Participante à une manifestation du 20 juillet à La Rochelle, l’autrice de cette tribune raconte la violence de l’État qu’elle y a subi, qui l’a laissée effondrée, et plaide pour sa débanalisation.
« Ma chérie, je suis désolé, mais en allant à une manifestation interdite [ou non déclarée], c’est normal que vous soyez réprimés. » Voilà ce qu’ont déclaré les pères de deux de mes amies ayant récemment subi la répression policière sur une manifestation pacifique — l’une a eu le crâne ouvert par une bombe lacrymogène, l’autre a passé vingt-quatre heures en garde à vue.
Non. Deux fois non. D’abord, rappelons que contrairement aux affirmations de Gérald Darmanin en 2023, le fait d’assister à une manifestation non déclarée ne constitue pas un délit et que la désobéissance civile pacifique est protégée par les droits humains à l’échelle internationale, comme le soulignait en février 2024 Michel Forst, rapporteur spécial des Nations unies sur les défenseurs de l’environnement, au titre de la Convention d’Aarhus. La répression actuelle des militants n’a pas pour objet de répondre à de potentielles infractions. Elle est une stratégie politique pernicieuse, dangereuse pour la démocratie. (...)
nous avions à peine marché une heure qu’une muraille de casques noirs s’est avancée pour coller le cortège et refermer la rue derrière nous. Un premier jet de bombes lacrymo s’est vite étiré sur nos tympans. J’ai tiré mon amie Alex derrière une voiture et une médic est venue nous nettoyer les yeux avec un spray de Maalox. Le cortège a continué d’avancer, et la rangée de CRS aussi. On s’est relevées, les mains en l’air pour démontrer que l’on ne menaçait personne. Mais notre innocence ne nous a pas protégées. Une deuxième série de tirs s’est fait entendre. On s’est engouffrées dans une petite rue perpendiculaire dans l’espoir de se mettre hors d’atteinte.
« Nous étions prises au piège » (...)
C’est à ce moment-là qu’est arrivé un groupe de Black Bloc venu faire tampon entre nous et la police. Les policiers ont recommencé à bombarder avec des lacrymos.
On s’est accroupies derrière des poubelles, les pétarades crachaient en continu. J’éprouvais la même sensation que celle qui m’avait traversée il y a un an déjà à Sainte-Soline [dans les Deux-Sèvres contre les mégabassines] : celle d’être sur un champ de bataille. Le niveau de stress qui étreignait mon corps dépassait largement ce que mon cerveau pouvait supporter. (...)
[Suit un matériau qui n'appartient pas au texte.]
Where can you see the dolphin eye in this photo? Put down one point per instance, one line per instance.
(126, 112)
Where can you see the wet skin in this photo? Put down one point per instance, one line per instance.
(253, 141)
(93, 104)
Alex m’a alertée qu’elle avait reçu quelque chose sur la tête : elle pissait le sang. Notre appel aux médics s’est propagé comme une vague et, en quelques secondes, ils étaient là. Des larmes devaient couler sur mon foulard car le médecin m’a demandé si ça allait. « Je veux rentrer », ai-je dit. Dans la direction que pointait son index ganté se dégageait enfin une issue, il n’y avait plus qu’un mur à escalader. Laissant Alex entre de bonnes mains, j’ai filé. Je me suis engouffrée jusqu’au fond d’un magasin et me suis effondrée, sous l’effet d’une « dissociation cognitive », comme me l’expliquera plus tard une psychologue. Une partie de moi n’avait plus accès au réel. (...)
En Allemagne comme au Royaume-Uni, les autorités ont fait de l’apaisement leur priorité : les affrontements sont déclenchés en dernier recours, LBD, grenades de désencerclement et bombes lacrymogènes sont des armes interdites, et seuls les individus ayant commis des dégradations ou des violences sont ciblés. Sur les questions policières, la France est la mauvaise élève de l’Europe ; elle inquiète gravement les défenseurs des droits. Et la récente nomination de M. Bruno Retailleau au ministère de l’Intérieur ne présage pas un changement positif en la matière.
« Des méthodes d’un autoritarisme disproportionné » (...)
Il s’agit en réalité d’une stratégie intentionnelle pour désarmer notre ferveur, et protéger le paradigme dominant des systèmes agroalimentaires capitalistes que notre mouvement menace de fissurer.
La réaction de certains parents mise en exergue dans ce texte montre la banalisation grandissante de l’exercice d’une violence illégitime par l’État, une banalisation favorisée notamment par la couverture médiatique de ce type d’événement. (...)
Or, ces méthodes n’ont rien de « normal » : elles sont d’un autoritarisme disproportionné, parfois humiliantes et illégales. Sur le plan politique, elles maintiennent la société civile nassée dans une impasse en restreignant de plus en plus l’espace démocratique au sein duquel exprimer nos désaccords.
Aujourd’hui, nous nous approprions le terme d’« écoterroristes » comme un sobriquet pour rire et garder la tête haute ; mais le jeu de la terreur est de leur côté.